Does the digital rights sector help or hinder anti-colonial resistance in the age of “AI”? By Dhaksh Raj Sooriya
Dhaksh Raj Sooriya is a queer, trans, multidisciplinary Tamil creative and surveillance technology expert born in Illankai/Sri Lanka. Their family fled genocidal violence that devastated Sri Lanka. Dhaksh is engaged in rigorous research and creative enquiry for their PhD project titled Technologies of Survival, Resistance and Liberation under Authoritarian Surveillance: A Study of Sri Lanka and its Diaspora, at Critical Indigenous Studies Department at Macquarie University.

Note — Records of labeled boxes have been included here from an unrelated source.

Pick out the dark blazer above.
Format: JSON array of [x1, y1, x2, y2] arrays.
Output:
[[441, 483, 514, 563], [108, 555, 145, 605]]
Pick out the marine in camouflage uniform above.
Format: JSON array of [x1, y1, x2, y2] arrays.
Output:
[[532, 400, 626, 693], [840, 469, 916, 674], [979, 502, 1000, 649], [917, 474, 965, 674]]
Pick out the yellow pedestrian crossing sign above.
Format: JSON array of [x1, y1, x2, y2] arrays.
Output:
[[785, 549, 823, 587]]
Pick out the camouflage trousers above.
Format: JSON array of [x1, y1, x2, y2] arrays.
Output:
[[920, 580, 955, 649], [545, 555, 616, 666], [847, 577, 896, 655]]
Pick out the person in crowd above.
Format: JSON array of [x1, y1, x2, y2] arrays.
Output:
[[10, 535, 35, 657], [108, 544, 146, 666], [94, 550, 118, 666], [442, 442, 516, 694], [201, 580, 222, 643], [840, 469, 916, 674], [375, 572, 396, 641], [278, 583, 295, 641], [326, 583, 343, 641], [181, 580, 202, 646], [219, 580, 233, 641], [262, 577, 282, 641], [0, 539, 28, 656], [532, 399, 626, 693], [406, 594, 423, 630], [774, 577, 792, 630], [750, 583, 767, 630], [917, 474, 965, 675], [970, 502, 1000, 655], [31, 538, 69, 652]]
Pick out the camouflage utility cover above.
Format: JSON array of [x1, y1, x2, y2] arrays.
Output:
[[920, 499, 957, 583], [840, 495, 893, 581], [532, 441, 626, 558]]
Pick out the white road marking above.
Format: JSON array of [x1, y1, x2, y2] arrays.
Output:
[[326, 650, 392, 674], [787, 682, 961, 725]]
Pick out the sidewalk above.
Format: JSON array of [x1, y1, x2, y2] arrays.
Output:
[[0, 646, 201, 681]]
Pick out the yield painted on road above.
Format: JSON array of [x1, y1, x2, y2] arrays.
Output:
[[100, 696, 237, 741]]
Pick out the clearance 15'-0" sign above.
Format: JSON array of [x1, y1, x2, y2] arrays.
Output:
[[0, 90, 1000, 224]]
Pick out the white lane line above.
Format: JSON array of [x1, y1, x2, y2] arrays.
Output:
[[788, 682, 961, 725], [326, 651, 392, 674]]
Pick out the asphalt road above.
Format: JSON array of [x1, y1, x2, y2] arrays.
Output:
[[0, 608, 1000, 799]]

DISILLUSIONMENTS WITH DIGITAL RIGHTS
15 years ago I left the engineering profession, no longer willing to operate within its patriarchal, rigid and (quite frankly) boring confines. For years, I cheekily described myself as a “recovering civil engineer”. I wanted to be creative and work on urgent social justice issues, like border policing, climate justice and youth unemployment; not be another cog in a corporate machine building rainfall/runoff models. “I can't do this anymore; I like people more than spreadsheets” I declared to anyone who would listen.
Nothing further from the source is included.